What does healthcare in Kenya entail? If you go by the rhetoric, two things: salaries and wages, and equipment and their billions of shilling worth of tenders. And it seems that the latter prevails over the former. Every time.
When the Government of Kenya, through the Presidency and the Ministry of Health, entered into a medical equipment supply agreement with who knows who, for thirty-eight billion shillings, the greatest whinge from devolved government wasn't that the equipment had been acquired without their input or consent (they hadn't) but that the terms of the tender had been negotiated exclusively by the national government, leaving the counties out of the party. They weren't unhappy that they were saddled with debts they couldn't service; they were unhappy that when contracts were being negotiated (and the backhanders that go with such "negotiations") senior county government bigshots never got the chance to ride the gravy train.
What remained unresolved, almost a decade since the process commenced, was the state of the health policy, its implementation, emerging challenges in the light of new constitutional imperatives, and the comprehensive bargaining agreement between public healthcare workers and their government. It isn't that difficult to understand why this is so.
If you have ever been to the National Treasury building, you will notice there are two banks of lifts. One is marked "VIP" and another is marked "Senior Staff". These two are set apart from the remaining four, and are reserved for the Cabinet Secretary and his Principal Secretaries (VIP) and the other, as you've surmised, the "senior staff", whoever they happen to be. The former have restricted access, access being controlled by keys. That isn't what makes them remarkable; what makes them remarkable is that they are gold-plated. The remaining lifts which seemed to have last been serviced when Mwai Kibaki was Minister for Finance, retain what looks like the original paintwork they had when they were installed.
The reason why healthcare workers receive short shrift from their employers despite CBAs and the like is that 99.99% of them are not fit, in the strange hierarchy of the Kenyan public service, to access gold-plated lifts like the ones at the National Treasury. For sure, almost all Kenyans who are not "VIPs" or "senior staff", never mind how much they pay in NHIF and NSSF contributions, do not deserve gold-plated anything, only the appearance of something.

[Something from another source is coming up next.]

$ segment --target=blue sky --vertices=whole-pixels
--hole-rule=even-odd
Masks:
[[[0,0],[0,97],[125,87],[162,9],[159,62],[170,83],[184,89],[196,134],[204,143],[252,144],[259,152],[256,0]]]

"Face", as the Chinese have demonstrated through so many kung-fu films, is sometimes more important than anything else. To save "face", the Government pretended to offer Kenyans better healthcare by committing thirty-eight billion shillings to purchase medical equipment and a goodly sum to market the achievement in the media. It is why Machakos District Hospital has witnessed the "launching" of equipment that was delivered in 2014 at least three times in the last three years. It doesn't matter that the real equipment delivered to Machakos at great cost finds no technical or medical experts to operate them; all that matters is that the right people look good when the photojournalists come with their cameras.
Healthcare is a complex subject, made more complicated in an environment bereft of a coherent up-to-date policy or substantial public investment or resources. Kenya isn't Cuba where one of the last communist countries has managed to control the health of its citizens in ways that we would chafe at. It isn't the United Kingdom, whose cradle-to-the-grave taxpayer-financed National Health Service, warts and all, is a model that is the envy of the world. This is Kenya where the gold-plated-lift riders demonstrate their faith in Kenya's healthcare infrastructure, both public and private, by flying out to foreign medical facilities, even for minor injuries.
What we pay attention to, almost to the total exclusion of anything else, is face. And because the President cannot be seen to lose face, no matter how long the doctors stay on strike or how many Kenyans die in agony because of it, neither the President nor his government will bend an inch. At some point, something will have to give.